Keith Noyes, organiser of the King of the Hills, Hong Kong’s oldest trail running series, and The North Face 100km, said it was “sad” that rules had been updated without any public consultation. He said policies should be consistent across all events.
He said if the AFCD was concerned that some race organisers fail to maintain the trails, then a code of conduct should be drawn up. “If people don’t adhere, then you sanction them or take away their ability to organise races in future,” said Noyes.
“Hong Kong authorities should be encouraging people to get outside and be healthy. The races definitely perform that objective of a healthier lifestyle,” he added. “If they’re worried about environmental impact, they should not allow any more paving of trails in Hong Kong because that’s [got] more environmental impact than any of the racers going through.”
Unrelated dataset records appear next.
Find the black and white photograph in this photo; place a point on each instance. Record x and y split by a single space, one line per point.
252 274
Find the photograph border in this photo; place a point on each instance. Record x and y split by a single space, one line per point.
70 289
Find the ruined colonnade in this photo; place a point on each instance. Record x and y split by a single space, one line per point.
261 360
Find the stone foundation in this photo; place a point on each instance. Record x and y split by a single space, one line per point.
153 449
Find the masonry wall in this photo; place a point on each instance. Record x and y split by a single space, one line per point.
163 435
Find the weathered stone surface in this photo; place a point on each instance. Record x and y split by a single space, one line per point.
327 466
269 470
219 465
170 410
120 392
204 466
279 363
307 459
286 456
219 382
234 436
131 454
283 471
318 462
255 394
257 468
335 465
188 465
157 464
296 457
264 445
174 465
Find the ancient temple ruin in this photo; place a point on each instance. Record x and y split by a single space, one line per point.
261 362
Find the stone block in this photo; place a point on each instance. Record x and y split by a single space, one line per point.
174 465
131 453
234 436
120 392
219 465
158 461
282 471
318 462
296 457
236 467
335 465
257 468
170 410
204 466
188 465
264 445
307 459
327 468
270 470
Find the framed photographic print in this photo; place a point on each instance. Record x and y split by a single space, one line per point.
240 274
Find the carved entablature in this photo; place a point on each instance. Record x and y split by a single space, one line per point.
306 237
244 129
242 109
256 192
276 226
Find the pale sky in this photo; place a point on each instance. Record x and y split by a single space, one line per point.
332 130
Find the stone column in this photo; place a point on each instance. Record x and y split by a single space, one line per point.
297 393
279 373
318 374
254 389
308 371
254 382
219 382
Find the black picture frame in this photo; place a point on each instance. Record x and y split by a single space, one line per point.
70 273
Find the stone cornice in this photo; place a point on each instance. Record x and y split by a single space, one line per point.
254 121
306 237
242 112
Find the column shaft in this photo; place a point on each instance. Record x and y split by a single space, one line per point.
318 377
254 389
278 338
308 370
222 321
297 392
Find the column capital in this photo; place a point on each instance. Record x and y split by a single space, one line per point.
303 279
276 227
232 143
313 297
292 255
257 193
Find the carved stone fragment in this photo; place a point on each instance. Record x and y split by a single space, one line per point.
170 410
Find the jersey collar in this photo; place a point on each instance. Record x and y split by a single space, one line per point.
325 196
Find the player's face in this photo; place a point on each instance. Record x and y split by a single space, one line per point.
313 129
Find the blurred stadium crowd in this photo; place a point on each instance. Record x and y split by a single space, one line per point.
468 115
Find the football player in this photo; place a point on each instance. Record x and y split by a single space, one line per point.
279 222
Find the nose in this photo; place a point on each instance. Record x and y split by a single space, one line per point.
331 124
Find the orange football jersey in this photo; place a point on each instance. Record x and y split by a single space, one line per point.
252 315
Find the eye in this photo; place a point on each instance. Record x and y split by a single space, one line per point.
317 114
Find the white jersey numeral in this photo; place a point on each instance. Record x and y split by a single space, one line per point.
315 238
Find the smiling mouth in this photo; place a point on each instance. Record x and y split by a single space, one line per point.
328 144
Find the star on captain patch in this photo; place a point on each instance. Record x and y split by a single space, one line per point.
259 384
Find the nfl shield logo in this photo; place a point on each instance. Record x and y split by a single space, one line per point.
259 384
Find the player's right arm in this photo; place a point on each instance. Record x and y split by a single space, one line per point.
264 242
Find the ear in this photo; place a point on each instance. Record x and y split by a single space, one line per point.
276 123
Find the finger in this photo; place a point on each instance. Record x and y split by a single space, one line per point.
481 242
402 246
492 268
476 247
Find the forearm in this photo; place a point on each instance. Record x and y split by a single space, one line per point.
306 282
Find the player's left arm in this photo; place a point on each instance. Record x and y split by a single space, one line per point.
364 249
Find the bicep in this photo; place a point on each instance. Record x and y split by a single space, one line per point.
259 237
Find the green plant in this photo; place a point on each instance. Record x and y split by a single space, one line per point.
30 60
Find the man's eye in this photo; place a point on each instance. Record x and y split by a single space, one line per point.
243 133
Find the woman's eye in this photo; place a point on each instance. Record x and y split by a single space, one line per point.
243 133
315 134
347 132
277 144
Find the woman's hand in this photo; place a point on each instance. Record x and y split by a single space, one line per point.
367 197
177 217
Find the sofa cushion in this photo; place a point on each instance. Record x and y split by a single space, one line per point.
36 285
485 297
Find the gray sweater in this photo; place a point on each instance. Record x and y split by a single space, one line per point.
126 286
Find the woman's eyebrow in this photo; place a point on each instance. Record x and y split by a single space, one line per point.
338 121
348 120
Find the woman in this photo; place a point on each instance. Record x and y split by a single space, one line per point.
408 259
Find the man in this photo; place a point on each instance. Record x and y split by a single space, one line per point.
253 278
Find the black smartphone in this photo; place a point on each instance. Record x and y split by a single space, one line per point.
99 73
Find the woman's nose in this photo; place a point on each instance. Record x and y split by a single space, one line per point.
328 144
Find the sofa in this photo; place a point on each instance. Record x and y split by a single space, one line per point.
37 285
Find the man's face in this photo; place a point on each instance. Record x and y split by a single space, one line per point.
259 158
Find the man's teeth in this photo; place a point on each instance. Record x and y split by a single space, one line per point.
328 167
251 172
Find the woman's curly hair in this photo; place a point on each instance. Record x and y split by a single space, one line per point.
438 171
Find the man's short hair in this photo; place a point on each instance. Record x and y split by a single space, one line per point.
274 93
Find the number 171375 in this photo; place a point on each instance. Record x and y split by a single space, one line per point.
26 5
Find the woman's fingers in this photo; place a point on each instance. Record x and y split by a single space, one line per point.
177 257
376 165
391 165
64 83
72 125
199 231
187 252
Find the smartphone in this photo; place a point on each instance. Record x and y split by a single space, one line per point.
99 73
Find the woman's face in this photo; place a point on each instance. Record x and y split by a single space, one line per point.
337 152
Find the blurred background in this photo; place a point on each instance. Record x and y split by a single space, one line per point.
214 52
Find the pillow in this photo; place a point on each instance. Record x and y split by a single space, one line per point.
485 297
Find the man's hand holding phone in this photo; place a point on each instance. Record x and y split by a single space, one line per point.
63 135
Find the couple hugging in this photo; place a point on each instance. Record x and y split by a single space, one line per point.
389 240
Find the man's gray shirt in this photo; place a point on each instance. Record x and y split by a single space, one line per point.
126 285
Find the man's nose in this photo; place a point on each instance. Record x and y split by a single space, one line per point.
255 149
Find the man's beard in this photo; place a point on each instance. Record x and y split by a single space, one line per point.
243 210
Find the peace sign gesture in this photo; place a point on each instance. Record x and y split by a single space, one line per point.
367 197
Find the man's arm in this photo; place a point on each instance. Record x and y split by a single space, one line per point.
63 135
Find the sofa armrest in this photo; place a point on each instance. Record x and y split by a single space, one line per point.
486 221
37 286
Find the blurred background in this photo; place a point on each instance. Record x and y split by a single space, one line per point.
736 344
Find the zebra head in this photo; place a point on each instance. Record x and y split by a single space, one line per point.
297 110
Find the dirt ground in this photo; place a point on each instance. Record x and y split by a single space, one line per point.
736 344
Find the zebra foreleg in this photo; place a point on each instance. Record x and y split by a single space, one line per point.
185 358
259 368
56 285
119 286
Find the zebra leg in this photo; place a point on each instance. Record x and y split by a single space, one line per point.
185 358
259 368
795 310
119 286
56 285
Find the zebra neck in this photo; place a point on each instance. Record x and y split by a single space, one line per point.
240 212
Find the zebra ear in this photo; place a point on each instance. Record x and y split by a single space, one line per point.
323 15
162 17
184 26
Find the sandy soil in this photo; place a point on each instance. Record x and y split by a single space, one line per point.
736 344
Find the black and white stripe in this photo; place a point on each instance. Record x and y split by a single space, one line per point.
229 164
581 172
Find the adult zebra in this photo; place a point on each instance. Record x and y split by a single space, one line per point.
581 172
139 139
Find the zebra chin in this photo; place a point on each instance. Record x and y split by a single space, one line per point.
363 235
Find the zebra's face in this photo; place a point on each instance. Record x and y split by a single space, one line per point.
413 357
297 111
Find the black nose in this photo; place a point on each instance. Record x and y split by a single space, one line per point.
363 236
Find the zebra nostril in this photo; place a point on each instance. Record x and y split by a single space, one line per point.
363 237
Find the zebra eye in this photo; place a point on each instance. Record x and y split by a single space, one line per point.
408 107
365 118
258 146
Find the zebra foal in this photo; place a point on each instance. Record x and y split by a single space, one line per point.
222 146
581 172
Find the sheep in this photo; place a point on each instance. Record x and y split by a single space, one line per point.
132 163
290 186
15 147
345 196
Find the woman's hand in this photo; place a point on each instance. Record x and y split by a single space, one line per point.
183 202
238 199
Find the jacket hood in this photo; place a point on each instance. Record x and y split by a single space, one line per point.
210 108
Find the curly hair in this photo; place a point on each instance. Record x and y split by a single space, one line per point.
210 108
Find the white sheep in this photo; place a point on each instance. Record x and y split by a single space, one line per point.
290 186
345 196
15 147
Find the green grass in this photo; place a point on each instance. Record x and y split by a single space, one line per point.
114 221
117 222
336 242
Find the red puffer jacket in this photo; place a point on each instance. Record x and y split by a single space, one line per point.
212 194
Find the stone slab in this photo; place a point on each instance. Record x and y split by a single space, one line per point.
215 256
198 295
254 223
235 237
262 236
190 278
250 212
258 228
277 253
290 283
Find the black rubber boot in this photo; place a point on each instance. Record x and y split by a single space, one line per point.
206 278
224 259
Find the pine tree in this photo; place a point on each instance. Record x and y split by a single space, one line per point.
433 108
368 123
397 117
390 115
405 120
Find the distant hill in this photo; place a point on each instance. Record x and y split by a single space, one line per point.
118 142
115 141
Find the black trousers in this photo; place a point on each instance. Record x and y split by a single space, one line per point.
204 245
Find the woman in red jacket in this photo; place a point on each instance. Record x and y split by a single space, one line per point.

Last week, the AFCD paved over more sections of the trail that leads from Pak Mong to Sunset Peak on Lantau Island. Ngar explained that while the AFCD’s principle is to avoid using concrete as far as possible, on some trails “we cannot avoid using hard material to strengthen the steps… particularly on steep sections to protect the soil from erosion.”
“Concrete is erosion-proof,” Ngar added. “The Pak Mong trail is near its completion stage; we’re doing the last few steps. Besides, we are no longer using any concrete – we’re using stone pavings which look much more natural.”
But Dumont said: “If that is not disturbing nature, what is it? Which is better, runners and hikers stepping on vegetation or scaring a snake, or destroying their habitat with concrete?”
Ngar said the guidelines for organising events in country parks had been in place since 2008.
“Based on AFCD’s records, there has been an increasing demand from event organisers for holding more adventurous, competitive, and challenging activities that involve exploration of the wilderness zones of country parks. Besides, the number of participants, duration of events and number of country parks involved in the event proposals have also significantly increased in recent years.
“To ensure our natural environment is well protected and the potential public safety hazard is minimised, AFCD will closely monitor the impacts of such events, review our guidelines [for] granting permits and update the permit conditions whenever appropriate.”
In a statement to the Post, the AFCD said applications can only be submitted six months before the intended date of an event. Each application, it said, was "considered on its individual merits”.
“Permits granted for previous organised events should not pre-empt approval of any new but similar applications. Bearing in mind the main objectives that country parks serve, namely nature conservation, outdoor recreation and nature education, the authority will carefully consider the potential impacts of each proposed event on the natural environment, the sustainable use of natural resources, and any potential impacts on other country park users,” it said.
“The authority has to take into account the needs of the general public to leisurely enjoy the country parks and also the wish of the residents living in the vicinity not to be disturbed. Safety of all country park users including the event participants is of prime concern.”